Japan’s Hidden Christians

I learned something interesting today. Japan’s prime minister Taro Aso is a Christian. That’s fairly remarkable given that the country’s Christians are estimated to be less than one percent of the population. Even more surprising, Aso is the third Christian prime minister in Japan since the end of World War II, although he is the first Roman Catholic.An article from The Japan Times recounts Christianity’s long but often overlooked history in Japan. I’ve been intrigued by Japanese Christianity since doing research for my book, The Divine Commodity. In  chapter one I retell the story of the Kakure-also known as the hidden or crypto-Christians. As The Japan Times article reports:

Christianity was repressed during the 16th century, seen by the government as a threat to national security, with the shogunate fearing foreign traders and missionaries would destabilize the culture. It was banned in 1587. Those who continued to practice Christianity, called “kakure kirishitans” (hidden Christians), were persecuted if outed, even crucified, and are the subject of a Martin Scorsese film based on Shusaku Endo’s 1966 award-winning novel “Silence” due out in 2010.
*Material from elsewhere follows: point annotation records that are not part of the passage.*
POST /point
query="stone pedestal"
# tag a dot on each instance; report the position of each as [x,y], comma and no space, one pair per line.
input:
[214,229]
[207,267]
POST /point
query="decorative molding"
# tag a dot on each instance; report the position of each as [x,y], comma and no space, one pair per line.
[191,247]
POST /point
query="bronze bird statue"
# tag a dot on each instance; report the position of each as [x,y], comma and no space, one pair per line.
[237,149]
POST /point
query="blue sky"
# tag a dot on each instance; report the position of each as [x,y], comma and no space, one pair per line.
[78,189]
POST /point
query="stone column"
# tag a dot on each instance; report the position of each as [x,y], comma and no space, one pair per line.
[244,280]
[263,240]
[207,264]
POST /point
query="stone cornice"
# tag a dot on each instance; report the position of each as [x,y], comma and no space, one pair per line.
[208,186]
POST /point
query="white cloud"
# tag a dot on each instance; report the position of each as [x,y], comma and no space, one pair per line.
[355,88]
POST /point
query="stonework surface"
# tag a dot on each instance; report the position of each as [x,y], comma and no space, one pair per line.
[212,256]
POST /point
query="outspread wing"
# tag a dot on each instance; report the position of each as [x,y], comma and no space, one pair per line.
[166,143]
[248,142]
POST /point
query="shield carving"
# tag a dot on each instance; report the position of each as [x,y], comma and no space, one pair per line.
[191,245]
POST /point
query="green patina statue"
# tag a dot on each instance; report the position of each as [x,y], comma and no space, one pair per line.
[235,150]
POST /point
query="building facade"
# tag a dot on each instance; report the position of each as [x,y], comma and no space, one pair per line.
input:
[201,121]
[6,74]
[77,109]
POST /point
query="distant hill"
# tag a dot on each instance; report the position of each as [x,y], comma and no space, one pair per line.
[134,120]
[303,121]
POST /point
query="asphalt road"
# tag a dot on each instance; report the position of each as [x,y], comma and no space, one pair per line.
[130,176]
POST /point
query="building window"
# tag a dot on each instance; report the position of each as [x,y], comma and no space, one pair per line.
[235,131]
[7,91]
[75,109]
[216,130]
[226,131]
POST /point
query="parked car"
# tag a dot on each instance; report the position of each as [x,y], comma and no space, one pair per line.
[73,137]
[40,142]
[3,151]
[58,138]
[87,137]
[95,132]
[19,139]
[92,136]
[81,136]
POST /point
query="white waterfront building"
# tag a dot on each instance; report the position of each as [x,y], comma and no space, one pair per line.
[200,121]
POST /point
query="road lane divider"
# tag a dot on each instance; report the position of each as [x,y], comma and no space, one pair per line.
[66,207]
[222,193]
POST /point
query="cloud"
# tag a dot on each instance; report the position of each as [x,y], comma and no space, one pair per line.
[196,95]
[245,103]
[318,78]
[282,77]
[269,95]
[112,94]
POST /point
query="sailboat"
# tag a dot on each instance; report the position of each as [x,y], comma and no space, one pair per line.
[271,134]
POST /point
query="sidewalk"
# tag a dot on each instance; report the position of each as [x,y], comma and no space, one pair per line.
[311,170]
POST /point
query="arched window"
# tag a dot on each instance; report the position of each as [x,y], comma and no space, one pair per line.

I highly recommend Endo’s book Silence. It’s very disturbing, but brilliantly written and a story that will undoubtedly leave you asking “What would I have done in those circumstances?” I’m excited that Scorsese is making a film based on Silence. But given the graphic scenes of persecution in the novel and Scorsese’s own penchant for blood, I’m not sure I’ll be seeing the film on opening day. Still, the resilience of Christianity in Japan is something we would be wise to study, along with the inherent dangers of wrapping our faith too comfortably in culturally accepted disguises as the Kakure did in the 16th century. In many ways, the story of Christianity in Japan adds credibility to the idea that the medium is the message, and when we change the way our faith is expressed and communicated we may also be unknowingly changing the message itself. (For more on this idea I recommend my friend Shane Hipps’ excellent book Flickering Pixels.)